Il termine precario deriva dal latino “precarius” e indicava qualcosa conquistato con la preghiera. L’assonanza con il significato moderno del termine è pura satira ma in Italia, appunto, dove anche la meritocrazia scarseggia, il futuro non è un diritto ma diventa sempre di più un’ardua conquista.
I “sogni precari” vuol dire entrare a far parte del 30% dell’occupazione lavorativa in modo precario dei giovani meridionali (un altro 30% dei giovani nel sud italia è disoccupato). Ed è una paura che mi appartiene: inseguire qualcosa che è controllato solo da un domani incerto.
«Le catene di montaggio e le fabbriche spesso oltre a mezzi di produzione diventano dei veri e propri cimiteri.

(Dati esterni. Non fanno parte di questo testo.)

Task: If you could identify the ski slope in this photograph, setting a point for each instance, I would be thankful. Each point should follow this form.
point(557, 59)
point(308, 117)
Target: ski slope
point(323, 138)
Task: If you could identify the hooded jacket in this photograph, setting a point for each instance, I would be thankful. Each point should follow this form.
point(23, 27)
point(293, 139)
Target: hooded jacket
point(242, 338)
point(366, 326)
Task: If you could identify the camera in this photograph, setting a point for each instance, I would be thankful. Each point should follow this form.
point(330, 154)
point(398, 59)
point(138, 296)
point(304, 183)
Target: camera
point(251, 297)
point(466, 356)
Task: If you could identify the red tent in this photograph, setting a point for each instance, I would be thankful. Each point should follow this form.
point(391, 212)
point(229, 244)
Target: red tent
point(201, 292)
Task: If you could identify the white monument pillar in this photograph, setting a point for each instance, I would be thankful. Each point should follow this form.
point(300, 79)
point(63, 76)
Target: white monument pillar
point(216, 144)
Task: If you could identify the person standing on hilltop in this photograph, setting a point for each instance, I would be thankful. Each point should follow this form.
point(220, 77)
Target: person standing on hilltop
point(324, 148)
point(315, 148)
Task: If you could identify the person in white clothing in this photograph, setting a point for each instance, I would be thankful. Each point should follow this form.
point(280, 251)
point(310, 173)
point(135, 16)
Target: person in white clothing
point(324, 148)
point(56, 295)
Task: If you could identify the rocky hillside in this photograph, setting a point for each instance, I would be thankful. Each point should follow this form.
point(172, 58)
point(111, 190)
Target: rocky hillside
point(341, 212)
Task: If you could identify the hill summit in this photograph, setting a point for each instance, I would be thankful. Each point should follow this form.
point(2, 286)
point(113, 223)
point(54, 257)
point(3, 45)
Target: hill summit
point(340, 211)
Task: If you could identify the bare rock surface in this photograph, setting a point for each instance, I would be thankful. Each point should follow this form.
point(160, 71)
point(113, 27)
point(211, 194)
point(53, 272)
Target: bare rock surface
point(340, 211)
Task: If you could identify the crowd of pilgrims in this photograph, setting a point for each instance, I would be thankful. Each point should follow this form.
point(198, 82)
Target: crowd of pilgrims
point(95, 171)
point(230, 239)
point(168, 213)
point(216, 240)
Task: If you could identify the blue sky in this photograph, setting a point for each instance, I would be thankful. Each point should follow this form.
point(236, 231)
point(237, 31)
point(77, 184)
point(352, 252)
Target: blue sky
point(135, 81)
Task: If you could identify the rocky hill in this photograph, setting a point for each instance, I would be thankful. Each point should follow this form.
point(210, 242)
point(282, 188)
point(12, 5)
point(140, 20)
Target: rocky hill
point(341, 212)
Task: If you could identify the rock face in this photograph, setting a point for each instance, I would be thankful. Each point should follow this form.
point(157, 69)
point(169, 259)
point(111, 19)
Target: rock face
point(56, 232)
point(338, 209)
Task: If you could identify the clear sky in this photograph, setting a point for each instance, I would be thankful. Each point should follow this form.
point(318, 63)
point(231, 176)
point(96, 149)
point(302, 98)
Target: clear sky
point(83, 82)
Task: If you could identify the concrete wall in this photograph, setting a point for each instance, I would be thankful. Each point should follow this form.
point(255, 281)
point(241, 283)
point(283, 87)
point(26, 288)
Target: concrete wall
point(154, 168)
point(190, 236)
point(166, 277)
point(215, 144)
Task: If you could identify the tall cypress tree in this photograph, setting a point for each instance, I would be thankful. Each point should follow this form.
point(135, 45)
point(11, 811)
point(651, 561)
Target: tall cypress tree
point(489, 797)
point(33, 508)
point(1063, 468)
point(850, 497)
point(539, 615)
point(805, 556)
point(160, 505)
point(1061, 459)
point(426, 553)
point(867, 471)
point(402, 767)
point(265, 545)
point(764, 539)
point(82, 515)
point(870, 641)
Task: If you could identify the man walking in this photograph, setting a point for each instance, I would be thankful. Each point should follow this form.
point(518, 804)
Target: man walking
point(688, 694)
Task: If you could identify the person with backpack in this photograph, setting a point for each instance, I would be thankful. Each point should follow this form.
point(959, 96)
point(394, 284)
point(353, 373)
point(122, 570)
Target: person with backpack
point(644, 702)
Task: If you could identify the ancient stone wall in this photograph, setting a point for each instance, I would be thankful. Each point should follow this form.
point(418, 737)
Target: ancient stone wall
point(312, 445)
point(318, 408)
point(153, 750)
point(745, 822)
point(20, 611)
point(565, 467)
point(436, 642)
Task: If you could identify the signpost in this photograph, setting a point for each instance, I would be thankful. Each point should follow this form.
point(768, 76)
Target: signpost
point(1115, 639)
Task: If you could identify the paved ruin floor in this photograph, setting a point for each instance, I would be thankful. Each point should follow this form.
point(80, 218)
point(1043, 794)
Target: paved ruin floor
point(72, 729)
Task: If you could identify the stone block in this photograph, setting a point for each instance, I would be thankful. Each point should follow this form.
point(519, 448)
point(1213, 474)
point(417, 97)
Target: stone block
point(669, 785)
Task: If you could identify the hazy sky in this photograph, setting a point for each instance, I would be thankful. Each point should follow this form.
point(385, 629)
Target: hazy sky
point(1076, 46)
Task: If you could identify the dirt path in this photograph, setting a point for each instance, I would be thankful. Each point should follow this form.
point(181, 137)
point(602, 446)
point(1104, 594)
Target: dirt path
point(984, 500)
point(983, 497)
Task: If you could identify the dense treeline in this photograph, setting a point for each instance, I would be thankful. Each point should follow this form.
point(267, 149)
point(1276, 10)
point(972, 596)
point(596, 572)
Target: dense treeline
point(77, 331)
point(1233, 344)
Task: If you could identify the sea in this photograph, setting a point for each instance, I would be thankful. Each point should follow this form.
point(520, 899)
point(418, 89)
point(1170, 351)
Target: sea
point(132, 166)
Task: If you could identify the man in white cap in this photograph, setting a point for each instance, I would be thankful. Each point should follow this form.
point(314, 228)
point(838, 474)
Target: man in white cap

Cosa pensi degli innumerevoli casi di morte sul lavoro che soprattutto ultimamente stanno avendo sempre più voce? Luana D’Orazio, ad esempio, quanto avrebbe in comune con Antonio?»
La voce sulle morti sul lavoro non sarà mai abbastanza fino a quando cesseranno.
Ed è una piaga globale, in alcuni posti remoti del mondo, sappiamo benissimo che andare a lavoro è un’azione che non ti assicura per nulla il rientro a casa, anche bambini scavano nelle miniere o faticano in posti non adatti alla condizione umana, per estrarre materiali essenziali allo sviluppo di oggetti che sono diventati fondamentali nella società moderna, come i cellulari in cui ci stiamo scrivendo.
Spostando la lente d’ingrandimento al nostro paese, posso dire che l’Italia è un paese fermo, che fatica a svecchiarsi soprattutto nel mondo del lavoro. Molti operai lavorano con macchinari obsoleti e in spazi inagibili, non idonei ad un lavoro sicuro.
Ho conosciuto dai mass media il caso di Luana D’Orazio, morta a ventidue anni sul posto di lavoro. Luana era una ragazza come Daria, che combatteva per la sua indipendenza, per la famiglia che si stava creando, con tutta una vita davanti.
A volte i numeri parlano più delle parole:
In Italia i morti sul lavoro, dall’inizio del 2021 fino a fine Agosto, sono 772 e i feriti più di 349.449.
Da giovane, è difficile identificarmi in una realtà che possa darmi una rassicurazione per il futuro.